Historical population
| Census | Pop. | Note | %± |
| 2020 | 6,278 |  | — |
U.S. Decennial Census

===2020 census===
As of the 2020 census, East Falmouth had a population of 6,278. The median age was 57.0 years. 14.2% of residents were under the age of 18 and 33.4% of residents were 65 years of age or older. For every 100 females there were 92.8 males, and for every 100 females age 18 and over there were 89.9 males age 18 and over.

100.0% of residents lived in urban areas, while 0.0% lived in rural areas.

There were 2,875 households in East Falmouth, of which 18.2% had children under the age of 18 living in them. Of all households, 48.5% were married-couple households, 16.7% were households with a male householder and no spouse or partner present, and 28.6% were households with a female householder and no spouse or partner present. About 31.1% of all households were made up of individuals and 16.7% had someone living alone who was 65 years of age or older.

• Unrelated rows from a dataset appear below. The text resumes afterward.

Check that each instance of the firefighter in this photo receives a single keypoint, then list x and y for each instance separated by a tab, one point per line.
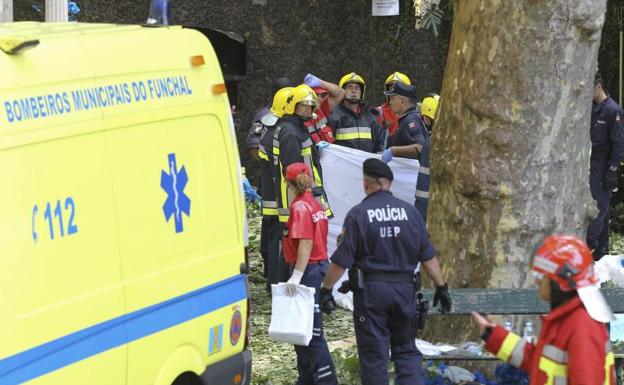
607	137
573	346
383	241
271	234
305	250
329	95
292	144
355	124
388	119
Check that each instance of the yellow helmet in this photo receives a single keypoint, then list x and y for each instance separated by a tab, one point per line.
397	77
300	94
352	77
429	106
279	101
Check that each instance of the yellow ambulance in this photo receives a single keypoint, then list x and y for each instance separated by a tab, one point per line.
122	220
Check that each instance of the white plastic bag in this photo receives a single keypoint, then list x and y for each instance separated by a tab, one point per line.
292	318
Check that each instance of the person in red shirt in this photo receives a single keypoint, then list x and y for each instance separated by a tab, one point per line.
573	346
305	249
330	95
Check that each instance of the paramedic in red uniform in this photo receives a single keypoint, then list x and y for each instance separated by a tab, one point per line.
573	346
305	249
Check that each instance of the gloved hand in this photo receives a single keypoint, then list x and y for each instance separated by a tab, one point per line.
326	301
611	179
386	156
250	192
442	295
322	145
312	81
293	282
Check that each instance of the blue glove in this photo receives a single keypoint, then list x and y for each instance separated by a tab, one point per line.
312	80
386	156
322	145
250	192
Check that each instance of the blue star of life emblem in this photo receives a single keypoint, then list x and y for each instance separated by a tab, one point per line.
177	202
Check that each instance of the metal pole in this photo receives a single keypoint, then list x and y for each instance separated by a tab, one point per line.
56	10
6	11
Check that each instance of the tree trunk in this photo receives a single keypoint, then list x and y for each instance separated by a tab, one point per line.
510	150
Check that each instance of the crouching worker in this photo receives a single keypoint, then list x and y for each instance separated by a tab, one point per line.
573	346
305	249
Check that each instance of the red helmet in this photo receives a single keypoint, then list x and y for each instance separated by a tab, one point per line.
566	260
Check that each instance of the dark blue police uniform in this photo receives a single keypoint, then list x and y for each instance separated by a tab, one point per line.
411	130
607	137
385	237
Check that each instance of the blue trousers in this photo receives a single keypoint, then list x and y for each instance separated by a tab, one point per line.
314	363
384	316
598	229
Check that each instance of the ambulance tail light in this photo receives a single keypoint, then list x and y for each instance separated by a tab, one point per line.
160	13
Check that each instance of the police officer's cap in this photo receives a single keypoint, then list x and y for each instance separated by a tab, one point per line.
402	89
375	168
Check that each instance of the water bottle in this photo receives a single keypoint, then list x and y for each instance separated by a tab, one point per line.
527	333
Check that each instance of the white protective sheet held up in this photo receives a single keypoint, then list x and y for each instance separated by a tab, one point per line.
343	182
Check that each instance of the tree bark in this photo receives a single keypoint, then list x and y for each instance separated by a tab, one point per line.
510	150
6	11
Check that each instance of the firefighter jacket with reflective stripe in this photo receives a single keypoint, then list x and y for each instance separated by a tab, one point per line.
607	132
360	131
572	349
292	144
267	172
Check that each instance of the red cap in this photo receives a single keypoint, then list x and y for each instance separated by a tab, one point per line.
295	169
320	90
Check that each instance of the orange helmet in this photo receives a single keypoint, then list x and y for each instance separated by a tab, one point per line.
566	260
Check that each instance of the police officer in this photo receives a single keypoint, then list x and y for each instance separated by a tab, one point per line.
355	124
412	133
607	137
383	240
252	142
276	270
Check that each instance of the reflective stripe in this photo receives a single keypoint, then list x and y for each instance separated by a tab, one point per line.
422	194
544	264
554	353
349	133
353	136
517	356
609	364
508	346
553	370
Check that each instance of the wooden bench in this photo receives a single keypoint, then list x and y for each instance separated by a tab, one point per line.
511	302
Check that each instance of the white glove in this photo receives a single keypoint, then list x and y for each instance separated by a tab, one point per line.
293	282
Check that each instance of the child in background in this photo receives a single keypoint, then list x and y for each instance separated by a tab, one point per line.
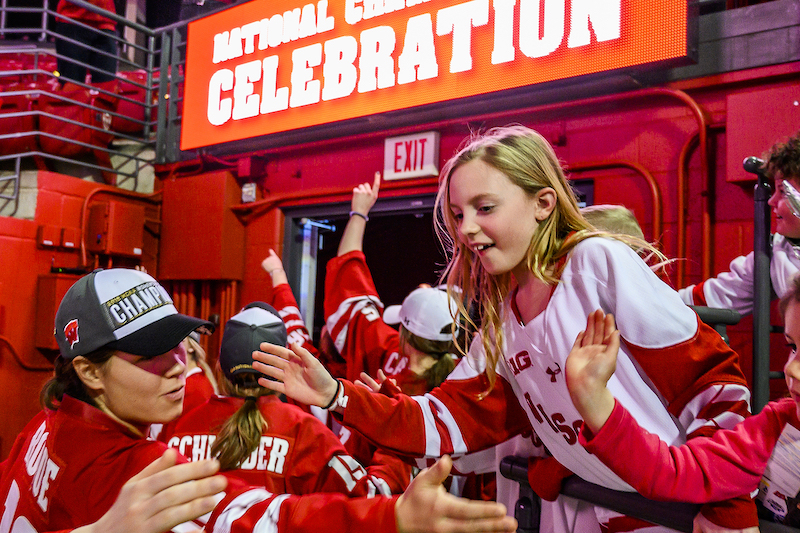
535	269
729	463
734	289
355	319
613	219
263	441
121	367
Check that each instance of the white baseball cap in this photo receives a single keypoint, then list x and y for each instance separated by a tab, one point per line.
426	312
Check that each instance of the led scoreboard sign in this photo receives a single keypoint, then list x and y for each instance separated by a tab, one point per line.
268	66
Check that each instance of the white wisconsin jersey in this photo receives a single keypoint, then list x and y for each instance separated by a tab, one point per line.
734	289
600	274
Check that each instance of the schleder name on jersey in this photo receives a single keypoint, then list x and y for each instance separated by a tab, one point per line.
269	456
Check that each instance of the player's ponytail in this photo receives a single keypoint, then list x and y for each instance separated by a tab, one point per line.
241	434
65	380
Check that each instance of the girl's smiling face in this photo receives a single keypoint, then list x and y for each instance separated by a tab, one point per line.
792	367
495	218
786	223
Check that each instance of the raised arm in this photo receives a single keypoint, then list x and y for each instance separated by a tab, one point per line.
364	197
273	266
590	365
162	496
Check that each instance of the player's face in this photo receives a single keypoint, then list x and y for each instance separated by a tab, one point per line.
495	218
792	368
786	223
143	391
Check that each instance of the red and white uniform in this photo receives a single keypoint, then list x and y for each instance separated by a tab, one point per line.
734	289
354	317
66	468
298	454
284	302
674	374
198	390
726	465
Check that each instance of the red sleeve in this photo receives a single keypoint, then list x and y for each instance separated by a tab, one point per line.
353	315
320	463
255	510
284	301
704	469
451	419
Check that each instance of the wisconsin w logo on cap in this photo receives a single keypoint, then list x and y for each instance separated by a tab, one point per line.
71	332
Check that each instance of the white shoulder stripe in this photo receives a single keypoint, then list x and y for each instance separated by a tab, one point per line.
433	442
238	507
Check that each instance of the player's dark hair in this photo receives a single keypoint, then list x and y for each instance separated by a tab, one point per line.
441	351
783	158
66	381
241	434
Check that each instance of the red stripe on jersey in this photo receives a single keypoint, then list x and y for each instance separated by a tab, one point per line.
441	428
620	524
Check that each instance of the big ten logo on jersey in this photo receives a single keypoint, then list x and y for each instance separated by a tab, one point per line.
269	456
556	421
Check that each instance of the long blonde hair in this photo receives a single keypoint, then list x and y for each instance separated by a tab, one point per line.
528	160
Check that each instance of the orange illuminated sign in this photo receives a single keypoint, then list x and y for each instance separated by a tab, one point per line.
268	66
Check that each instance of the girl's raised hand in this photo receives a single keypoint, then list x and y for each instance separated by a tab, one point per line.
298	374
365	195
590	365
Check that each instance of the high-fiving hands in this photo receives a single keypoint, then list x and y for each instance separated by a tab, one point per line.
590	365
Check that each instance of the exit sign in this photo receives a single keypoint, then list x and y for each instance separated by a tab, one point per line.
411	156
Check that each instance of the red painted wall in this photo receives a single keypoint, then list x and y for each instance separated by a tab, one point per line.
646	131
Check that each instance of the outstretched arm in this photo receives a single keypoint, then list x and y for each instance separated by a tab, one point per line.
590	365
364	197
426	506
162	496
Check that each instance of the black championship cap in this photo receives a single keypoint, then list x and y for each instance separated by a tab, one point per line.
122	309
258	322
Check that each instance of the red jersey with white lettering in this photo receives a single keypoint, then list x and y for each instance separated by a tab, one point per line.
297	454
674	374
354	317
198	390
67	466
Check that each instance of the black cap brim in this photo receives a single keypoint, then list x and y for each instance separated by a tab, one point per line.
161	336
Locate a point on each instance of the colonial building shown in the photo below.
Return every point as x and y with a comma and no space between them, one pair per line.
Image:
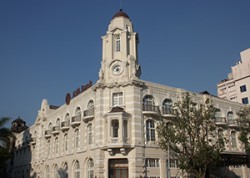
108,129
237,85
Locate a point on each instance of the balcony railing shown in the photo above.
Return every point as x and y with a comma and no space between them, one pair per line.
76,120
114,139
47,133
220,120
88,114
32,141
65,125
55,130
232,123
167,111
150,109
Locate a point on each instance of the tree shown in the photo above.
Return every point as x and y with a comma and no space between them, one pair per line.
244,126
192,136
5,142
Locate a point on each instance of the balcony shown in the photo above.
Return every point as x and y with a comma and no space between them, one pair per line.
88,114
167,112
150,110
55,130
76,121
65,125
32,141
47,133
118,142
220,121
233,123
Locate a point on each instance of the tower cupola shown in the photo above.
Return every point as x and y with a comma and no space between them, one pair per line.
119,51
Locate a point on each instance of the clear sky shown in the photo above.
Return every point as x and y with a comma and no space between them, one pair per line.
51,47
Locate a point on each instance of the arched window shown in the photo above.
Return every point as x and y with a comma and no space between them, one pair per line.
90,168
167,106
115,128
117,43
150,130
90,109
77,170
56,145
148,100
55,172
90,104
58,122
47,172
67,118
48,147
230,117
125,130
78,112
233,140
149,104
65,173
77,139
50,126
66,142
90,141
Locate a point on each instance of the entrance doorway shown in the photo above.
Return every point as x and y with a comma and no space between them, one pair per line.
118,168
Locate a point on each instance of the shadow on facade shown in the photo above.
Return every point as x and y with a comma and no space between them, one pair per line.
62,173
21,167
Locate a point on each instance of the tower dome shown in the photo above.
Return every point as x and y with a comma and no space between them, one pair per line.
120,14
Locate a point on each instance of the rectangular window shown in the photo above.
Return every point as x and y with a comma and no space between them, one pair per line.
117,99
243,88
245,100
150,162
115,128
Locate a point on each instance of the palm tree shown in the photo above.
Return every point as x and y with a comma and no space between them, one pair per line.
5,142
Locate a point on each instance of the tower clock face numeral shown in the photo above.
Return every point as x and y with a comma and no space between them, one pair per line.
117,69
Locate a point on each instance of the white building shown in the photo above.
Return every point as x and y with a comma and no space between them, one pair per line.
108,129
237,86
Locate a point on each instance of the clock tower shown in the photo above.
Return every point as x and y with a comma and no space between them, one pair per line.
119,52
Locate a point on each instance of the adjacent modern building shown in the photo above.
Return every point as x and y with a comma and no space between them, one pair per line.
237,85
107,129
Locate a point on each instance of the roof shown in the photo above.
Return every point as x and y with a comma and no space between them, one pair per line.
120,14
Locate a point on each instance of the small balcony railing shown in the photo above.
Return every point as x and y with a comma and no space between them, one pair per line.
232,123
55,130
88,114
220,120
76,120
65,125
150,109
47,133
167,112
32,141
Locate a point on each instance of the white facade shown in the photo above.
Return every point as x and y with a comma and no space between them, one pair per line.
237,86
108,129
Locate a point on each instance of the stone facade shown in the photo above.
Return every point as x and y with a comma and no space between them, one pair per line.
108,129
236,86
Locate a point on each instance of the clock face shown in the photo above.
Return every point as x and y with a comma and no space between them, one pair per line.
117,69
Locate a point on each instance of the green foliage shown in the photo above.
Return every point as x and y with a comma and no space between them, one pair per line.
244,123
192,136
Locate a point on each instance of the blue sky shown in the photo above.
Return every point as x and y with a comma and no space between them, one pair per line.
51,47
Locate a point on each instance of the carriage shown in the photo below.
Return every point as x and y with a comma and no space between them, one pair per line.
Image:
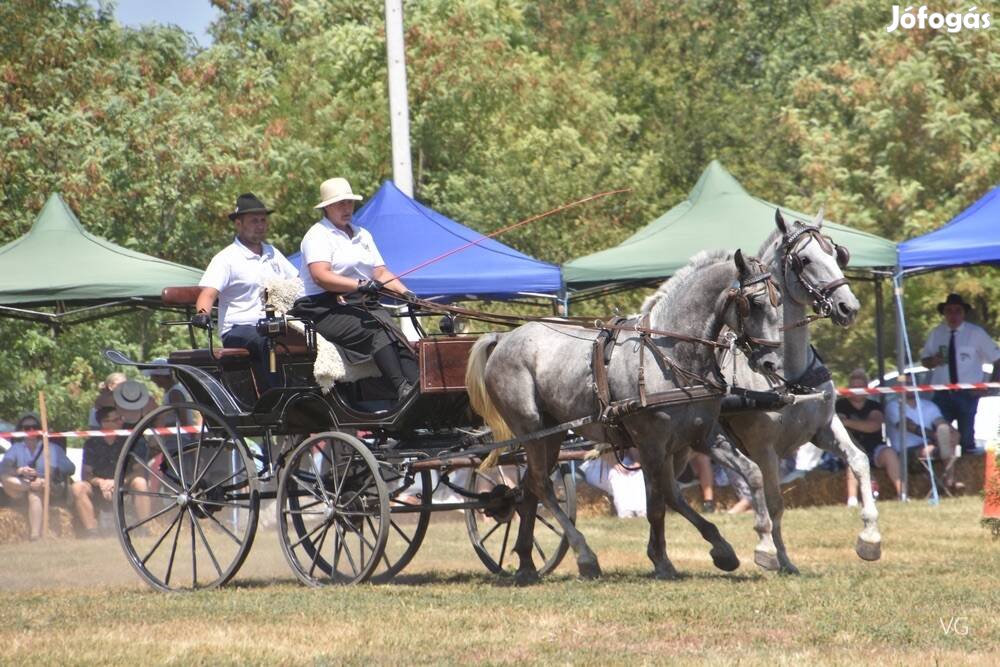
351,474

There were 4,825 housing units, of which 40.4% were vacant. The homeowner vacancy rate was 0.9% and the rental vacancy rate was 7.9%.

Racial composition as of the 2020 census
| Race | Number | Percent |
|---|---|---|
| White | 5,369 | 85.5% |
| Black or African American | 146 | 2.3% |
| American Indian and Alaska Native | 63 | 1.0% |
| Asian | 94 | 1.5% |
| Native Hawaiian and Other Pacific Islander | 1 | 0.0% |
| Some other race | 158 | 2.5% |
| Two or more races | 447 | 7.1% |
| Hispanic or Latino (of any race) | 175 | 2.8% |

===2000 census===
As of the census of 2000, there were 6,615 people, 2,828 households, and 1,923 families residing in the CDP. The population density was 468.6 /km2. There were 4,323 housing units at an average density of 306.3 /km2. The racial makeup of the CDP was 92.20% White, 2.92% African American, 0.48% Native American, 0.51% Asian, 0.02% Pacific Islander, 1.68% from other races, and 2.19% from two or more races. Hispanic or Latino of any race were 1.75% of the population.

There were 2,828 households, out of which 24.0% had children under the age of 18 living with them, 51.6% were married couples living together, 12.7% had a female householder with no husband present, and 32.0% were non-families. 27.1% of all households were made up of individuals, and 11.6% had someone living alone who was 65 years of age or older. The average household size was 2.32 and the average family size was 2.79.

In the CDP, the population was spread out, with 21.5% under the age of 18, 4.7% from 18 to 24, 24.7% from 25 to 44, 26.1% from 45 to 64, and 22.9% who were 65 years of age or older. The median age was 44 years. For every 100 females, there were 89.5 males. For every 100 females age 18 and over, there were 84.3 males.

The median income for a household in the CDP was $42,788, and the median income for a family was $48,302. Males had a median income of $36,884 versus $26,875 for females. The per capita income for the CDP was $24,041. About 6.2% of families and 8.0% of the population were below the poverty line, including 12.0% of those under age 18 and 4.6% of those age 65 or over.